Switch fields and the story changes: In polymer labs, designers of high-performance coatings look for monomers or crosslinkers that add resilience and weather resistance. A research team, aiming to boost the UV resistance of specialty plastics, experimented with several pyridine-based additives. Their trials with 6-Hydroxypyridine-3-carboxamide showed improved resistance to light-driven degradation without tanking the processability of the final material. Working with institutions focused on next-generation packaging, results found their way into pilot products that performed well during stress tests — less fading, less brittleness, and smoother finishes.
Cases like these build the real backbone for choosing specialized compounds. As patents and publications begin to reference consistent outcomes linked to a specific chemical, confidence grows among researchers and producers alike.
Published data and recent trends support the growing use of 6-Hydroxypyridine-3-carboxamide. A survey in the Journal of Medicinal Chemistry highlights increased attention to heterocyclic carboxamides as core building blocks in non-antibiotic antimicrobial agents and anti-inflammatory drugs. Physical chemistry reports document this compound’s stability over a broad pH range and its readiness to participate in common condensation and coupling reactions. Analytical scientists record strong, predictable behavior in chromatographic separations, which simplifies product development pipelines.

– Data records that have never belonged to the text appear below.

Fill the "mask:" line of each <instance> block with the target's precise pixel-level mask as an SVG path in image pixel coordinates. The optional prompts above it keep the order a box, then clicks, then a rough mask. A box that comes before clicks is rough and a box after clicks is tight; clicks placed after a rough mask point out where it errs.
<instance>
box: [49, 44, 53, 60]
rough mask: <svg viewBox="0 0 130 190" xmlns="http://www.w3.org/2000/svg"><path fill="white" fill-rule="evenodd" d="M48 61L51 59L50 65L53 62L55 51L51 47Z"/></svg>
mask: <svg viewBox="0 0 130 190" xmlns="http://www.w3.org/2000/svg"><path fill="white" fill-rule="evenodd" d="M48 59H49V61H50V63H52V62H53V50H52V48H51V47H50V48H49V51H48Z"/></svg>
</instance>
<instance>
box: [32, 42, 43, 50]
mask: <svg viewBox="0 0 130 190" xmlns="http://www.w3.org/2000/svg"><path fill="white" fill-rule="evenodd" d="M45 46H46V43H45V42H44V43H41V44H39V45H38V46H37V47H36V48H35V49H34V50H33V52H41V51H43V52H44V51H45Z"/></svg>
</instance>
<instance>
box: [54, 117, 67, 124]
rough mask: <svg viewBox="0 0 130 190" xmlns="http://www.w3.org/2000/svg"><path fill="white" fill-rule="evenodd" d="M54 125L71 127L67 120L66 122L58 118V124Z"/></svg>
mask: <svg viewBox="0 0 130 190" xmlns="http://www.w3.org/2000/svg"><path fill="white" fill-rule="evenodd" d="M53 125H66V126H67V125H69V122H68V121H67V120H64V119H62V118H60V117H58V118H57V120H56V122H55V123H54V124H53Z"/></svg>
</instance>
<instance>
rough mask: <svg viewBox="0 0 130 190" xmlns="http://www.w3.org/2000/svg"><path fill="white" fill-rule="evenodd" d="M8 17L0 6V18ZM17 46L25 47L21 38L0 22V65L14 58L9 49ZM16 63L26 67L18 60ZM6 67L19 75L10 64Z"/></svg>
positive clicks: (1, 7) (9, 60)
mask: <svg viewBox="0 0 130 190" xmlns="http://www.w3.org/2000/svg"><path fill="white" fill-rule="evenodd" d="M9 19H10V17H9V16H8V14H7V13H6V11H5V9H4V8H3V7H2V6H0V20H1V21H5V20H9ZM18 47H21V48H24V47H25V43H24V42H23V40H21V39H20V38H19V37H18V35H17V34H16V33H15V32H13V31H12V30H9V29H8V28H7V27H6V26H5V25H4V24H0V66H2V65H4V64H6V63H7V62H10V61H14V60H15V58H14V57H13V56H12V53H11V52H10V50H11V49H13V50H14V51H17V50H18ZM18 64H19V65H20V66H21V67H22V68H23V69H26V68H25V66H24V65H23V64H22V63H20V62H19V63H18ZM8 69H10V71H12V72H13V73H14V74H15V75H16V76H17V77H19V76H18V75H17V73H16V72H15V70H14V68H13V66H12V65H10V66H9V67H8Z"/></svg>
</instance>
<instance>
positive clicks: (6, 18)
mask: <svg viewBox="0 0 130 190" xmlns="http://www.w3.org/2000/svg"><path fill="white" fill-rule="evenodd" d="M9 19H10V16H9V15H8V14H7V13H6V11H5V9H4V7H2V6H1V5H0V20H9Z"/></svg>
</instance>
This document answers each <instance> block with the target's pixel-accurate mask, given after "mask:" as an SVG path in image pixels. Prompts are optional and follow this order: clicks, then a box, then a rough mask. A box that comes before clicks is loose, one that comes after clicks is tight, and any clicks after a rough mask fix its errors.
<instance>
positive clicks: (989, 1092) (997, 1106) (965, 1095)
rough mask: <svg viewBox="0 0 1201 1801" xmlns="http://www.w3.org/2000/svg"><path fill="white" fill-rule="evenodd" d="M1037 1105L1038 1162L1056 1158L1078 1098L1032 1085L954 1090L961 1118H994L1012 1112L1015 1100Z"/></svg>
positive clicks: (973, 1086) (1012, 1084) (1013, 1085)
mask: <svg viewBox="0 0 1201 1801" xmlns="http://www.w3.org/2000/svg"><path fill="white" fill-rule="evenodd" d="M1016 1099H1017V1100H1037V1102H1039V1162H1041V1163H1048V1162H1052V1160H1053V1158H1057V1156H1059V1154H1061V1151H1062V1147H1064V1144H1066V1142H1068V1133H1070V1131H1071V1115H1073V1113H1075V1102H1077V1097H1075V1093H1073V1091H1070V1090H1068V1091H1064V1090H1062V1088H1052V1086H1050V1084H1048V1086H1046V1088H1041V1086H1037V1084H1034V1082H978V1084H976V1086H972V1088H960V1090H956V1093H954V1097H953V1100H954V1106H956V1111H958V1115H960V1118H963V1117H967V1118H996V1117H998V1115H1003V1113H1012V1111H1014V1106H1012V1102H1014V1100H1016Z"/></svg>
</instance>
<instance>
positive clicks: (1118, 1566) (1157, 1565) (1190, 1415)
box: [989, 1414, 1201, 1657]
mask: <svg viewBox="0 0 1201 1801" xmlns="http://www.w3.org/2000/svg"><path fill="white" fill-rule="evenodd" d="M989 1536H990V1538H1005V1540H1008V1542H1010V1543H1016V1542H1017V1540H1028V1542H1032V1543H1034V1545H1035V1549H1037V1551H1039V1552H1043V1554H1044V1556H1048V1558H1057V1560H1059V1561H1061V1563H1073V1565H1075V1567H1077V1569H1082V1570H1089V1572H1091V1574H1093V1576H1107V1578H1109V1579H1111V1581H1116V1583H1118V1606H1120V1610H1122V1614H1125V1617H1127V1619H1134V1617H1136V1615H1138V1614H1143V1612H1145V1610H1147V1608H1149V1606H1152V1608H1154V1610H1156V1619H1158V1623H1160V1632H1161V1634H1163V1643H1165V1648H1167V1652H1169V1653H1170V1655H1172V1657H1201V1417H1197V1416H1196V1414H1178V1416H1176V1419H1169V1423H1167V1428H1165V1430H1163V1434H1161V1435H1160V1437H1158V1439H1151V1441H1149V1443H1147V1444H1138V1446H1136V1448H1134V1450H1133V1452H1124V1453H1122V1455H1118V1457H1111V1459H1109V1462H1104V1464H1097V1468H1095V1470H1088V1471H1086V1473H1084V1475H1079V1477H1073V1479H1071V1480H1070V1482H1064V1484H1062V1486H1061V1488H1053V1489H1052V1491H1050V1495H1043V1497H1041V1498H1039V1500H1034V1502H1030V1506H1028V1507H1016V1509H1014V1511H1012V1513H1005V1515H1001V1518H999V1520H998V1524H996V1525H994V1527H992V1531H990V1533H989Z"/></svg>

With more pharmaceutical firms prioritizing compounds that handle both synthetic ease and biological complexity, molecules with dual functionalities — like this one — are positioned for greater relevance. As familiarity spreads, demand shifts toward reliable access and higher grades, not just bulk pricing or minimum order quantities.
Getting the most from a product like 6-Hydroxypyridine-3-carboxamide starts with diligence and a willingness to ask tough questions: What are the available grade and purity levels? How transparent is the supplier about analytical data? What are the real supply chain risks? How do handling and storage conditions line up with the daily realities of your lab or plant?
In practice, research groups get ahead by connecting with suppliers who’ll talk openly about not just their product but their quality assurance philosophy. An open line lets you flag small inconsistencies before they balloon into major project setbacks. Also, joining professional networks and collaborative research groups ensures shared knowledge — tips, cautionary tales, or even shared surplus stock in a pinch — rather than every lab working in a silo.
Graduate students and early-career scientists who cut their teeth on careful handling and analytical evaluation carry forward those habits into their professional lives, building trust for decades to come. Teaching careful documentation and cross-verification of incoming chemicals isn’t about red tape; it’s about reducing wasted money, time, and talent.
The science behind products like 6-Hydroxypyridine-3-carboxamide shows how thoughtful combinations of structure and reactivity shape real progress in fields as diverse as pharmaceutical science, materials engineering, and chemical analysis. More laboratories moving toward open data, rigorous quality control, and sustainable sourcing forge a healthier, more transparent sector for everyone.
Every new compound that enters the research world, when well-characterized and fairly sourced, serves as another step forward for both scientific progress and public trust. A commitment to quality, safety, and integrity ensures that products like 6-Hydroxypyridine-3-carboxamide don’t just sit on a shelf — they add up to real advances that matter in daily life.